In Spanien fängt er an, eigene Liedtexte zu schreiben – beispielsweise über den ehemaligen kommunistischen Reichstagsabgeordneten Hans Beimler, der im Spanischen Bürgerkrieg fiel. Busch hat den Text auf die Melodie des Soldatenlieds „Ich hatt einen Kameraden“ geschrieben. Später hat er ihn als Sprechgesang vorgetragen und mit der „Internationale“ unterlegt. Diese Aufnahme ist an ergreifendem Pathos kaum zu überbieten, veranlasst Voit aber lediglich zu der Anmerkung: „Ein Lyrikwettbewerb ist damit schwerlich zu gewinnen.“ Ausführlich lässt er Gustav Szinda, einen „der eifrigsten Zuträger der Komintern“ zu Wort kommen, der Busch vermutlich im Jahr 1939 überaus negativ charakterisierte: Er sei „sehr unkameradschaftlich, arrogant und überheblich“ gewesen und „immer bestrebt auf Grund seiner Arroganz sich in Vordergrund zu stellen und sich feiern zu lassen.“ Süffisant fasst Voit zusammen: „Der ehemalige Kinoheld war kein Kriegsheld.“ Er habe Spanien nicht begriffen und habe es doch verstanden, „es in seinen Liedern zum schönsten Platz der Welt zu erklären, für dessen Freiheit sich zu sterben lohnt“. Auf jeden Fall zählen Buschs „Lieder des Spanischen Bürgerkriegs“, vor allem das Lied „Spaniens Himmel“, zu seinen größten Erfolgen, die ihn unsterblich machen.

Nach dem Zweiten Weltkrieg war Busch eine Zeit lang für die kulturpolitischen Wortführer in der DDR, die er zu seinem Heimatland machte, eine „Autorität auf der Bühne und Respektsperson im Leben“. Mag es bei ihm auch Zeiten der inneren Zerrissenheit gegeben haben, so ließ er sie nicht nach außen dringen. Sie hätten auch nicht in in das Bild gepasst, das man von ihm hatte: „Der Künstler als Fels inmitten stürmischer Brandung, seine Stimme als Orientierung bietendes Leuchtfeuer beim Navigieren durch die von Diktatur und Krieg aufgewühlte deutsche See.“

Kulturpolitiker und Kulturschaffende hatten dieses Bild geprägt: „Aus dem rebellischen Künstler mit der anarchistischen Aura wurde ein Staatskünstler, aus dem ,Volkssänger‘ der ,Sänger des Volkes‘, aus dem Propagandisten eine Propagandafigur. […] Busch war die multiple Personifizierung dessen, was im sozialistischen Teil Deutschlands 40 Jahre lang als heilig gelten würde: Arbeiter, Revolutionär, Antifaschist, Repräsentant der deutsch-sowjetischen Freundschaft, Spanienkämpfer – mehr ging nicht.“ In den 1960er und 1970er-Jahren wurde Ernst Busch mit Fanpost vor allem aus der Sowjetunion überschüttet, in der er zum „guten Deutschen“ schlechthin stilisiert worden war.

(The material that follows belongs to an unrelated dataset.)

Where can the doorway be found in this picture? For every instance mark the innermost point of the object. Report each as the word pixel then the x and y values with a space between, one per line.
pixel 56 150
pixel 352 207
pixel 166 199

Ein unglückliches Ende nahm die von Busch gegründete Schallplattenfirma „Lied der Zeit“. Voit schildert, wie der Sänger als Direktor dieser Firma die Schallplattenproduktion in der DDR aufbaute, dann aber auf Betreiben der Staatlichen Kunstkommission als Direktor abgesetzt wurde. Sein Betrieb firmiert ab 1954 unter „VEB Deutsche Schallplatten“. Voit berichtet auch, wie Busch das Lied „Die Partei“ von Louis Fürnberg singt und berühmt macht, und bezeichnet es als „das mit Abstand blödeste Lied seines Lebens“. Er habe sich mit diesem Lied „deutlicher als je zuvor zum antidemokratischen Prinzip des Staatssozialismus“ bekannt – eine fragwürdige Behauptung, die auch in Widerspruch zu einer weiteren These steht, der zu Folge „zu Beginn der 50er-Jahre […] im Bereich der Kunst“ eine „Ideologisierung nach Plan“ vollzogen wurde, „was zwangsläufig zu Konflikten mit selbstbewussten Künstlern führen muss.“ Besser nachvollziehbar sind Voits Ausführungen, mit denen er Buschs Intention erläutert, den politischen Schlager zu kreieren und im DDR-Kulturbetrieb zu etablieren. Der Biograf verweist immerhin auch darauf, dass Buschs eigene Platten für viele „Lehr- und Rauschmittel“ waren: „Manche behaupten, durch das Hören von Busch-Platten überhaupt erst für sozialistische Ideen empfänglich geworden zu sein.“

„Falls Ernst Busch je ein Arbeiterphänomen gewesen sein sollte – nach 1945 war er keines mehr“, behauptet Voit. „Die Subkultur, die er früher repräsentiert hatte, ließ sich nicht wiederbeleben, schon gar nicht in der DDR“. Das kann man sicherlich auch anders sehen. Bedenkt man, welchen Verleumdungen, Einschränkungen und massiven Behinderungen der Künstler zeitweise ausgesetzt war, dann kommt man sicherlich nicht umhin, seine beachtlichen Erfolge noch höher einzuschätzen und zu bewundern. Voit merkt abfällig an: „Echte Popularität beim jungen Publikum zu erlangen – dafür reichte es für Busch am Ende nicht. Was die ostdeutsche Öffentlichkeit über ihn erfuhr, weckte mehr Ehrfurcht als Begeisterung.“

Der Autor, der sonst nicht mit Belegen geizt, hat für diese Behauptung keine nachzuweisen. Er fügt lediglich die merkwürdige Bemerkung an, dass Buschs „sieben LdZ-Jahre […] dennoch Spuren in der DDR“ hinterließen, und er verweist darauf, dass bei dem Konzert, das Busch anlässlich seines sechzigsten Geburtstags gab, „vor der Türe Jugendliche, die unbedingt noch hineinwollen“, sich drängen: „Sie haben sogar einen Drohbrief verfasst, um ihrem Anliegen Nachdruck zu verleihen“. Drinnen im Saal wird der „Star des Abends mit stehenden Ovationen“ begrüßt. Vorgänge also, die Voits Einschätzung offensichtlich widerlegen. Er selbst verweist ja auch auf die großen Erfolge, die Busch „auf den Theaterbühnen Europas“ gehabt hat, nicht nur mit seiner Paraderolle des Galilei in Bertolt Brechts Stück „Leben des Galilei“. Nicht zu vergessen ist, dass Buschs Lieder in der DDR und der Sowjetunion als „emotionale Beiträge zum Staatsbürgerunterricht“ eingesetzt wurden.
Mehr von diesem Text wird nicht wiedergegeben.